8) Regarding the interpretation on p. 25, you state that a "possible explanation is that emoji usage may depend on the context: emoji might be more commonly used in private, interpersonal exchanges rather than in public social media posts." This interpretation assumes that participants interpreted the instruction "imagine sharing this event on [Facebook][Instagram][Twitter/X]. Write a post below as you would in real life. Please note that this must be a post, and not a story" as referring to a public post rather than a post for friends. However, this distinction isn't clearly implied by the instruction.

9) The interpretation that follows in the discussion of the same RQ relies on platform norms, specifically emotional display norms. Could you please elaborate on this? Which norms are you referring to? What do existing empirical findings tell us about these norms?

 

Reviewed by ORCID_LOGO, 02 Nov 2024

Thank you for the opportunity to review this paper in its final form. I have read the preprint with great interest and I believe it is well written and well conducted. I only have some very minor comments, otherwise, I recommend the article for publication. 

Overall, I believe this is really well done and I especially enjoyed the discussion of self-presentation, as it was clear and theoretically interesting.

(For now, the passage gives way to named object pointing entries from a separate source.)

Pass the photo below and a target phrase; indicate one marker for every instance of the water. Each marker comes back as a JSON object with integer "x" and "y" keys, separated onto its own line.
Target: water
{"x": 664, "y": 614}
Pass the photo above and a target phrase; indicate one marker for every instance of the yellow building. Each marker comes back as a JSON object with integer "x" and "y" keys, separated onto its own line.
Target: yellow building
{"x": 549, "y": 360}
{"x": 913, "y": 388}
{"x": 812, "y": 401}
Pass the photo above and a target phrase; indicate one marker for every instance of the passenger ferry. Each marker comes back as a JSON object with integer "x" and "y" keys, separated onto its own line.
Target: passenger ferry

As all comments are minor, I have listed them chronologically:

  • p.12: η2 = 0.0001 has four digits, usually I would expect only three digits. 
  • Some latin letters are not italicized even though they should be and some greek letters are italicized even though they should not be, e.g. N = on p. 13
  • I don't think the description of SESOI is clear. For the .21 effect size, the authors write "smaller effects could be practically meaningful", so .21 does not appear to be the smalles practically relevant effect size. Please also refer to my previous comments on SESOI, as I believe the power analysis is not based on a SESOI but on an expected effecte size (which is also good but it's not a SESOI). I would suggest clarifying this in 1-2 sentences. This seemst to persist both in the Method and Discussion sections.
  • I believe there should be a space before and after minus signs (e.g, t = - 2)

 

I wish the authors the best of luck with the publication and the next steps.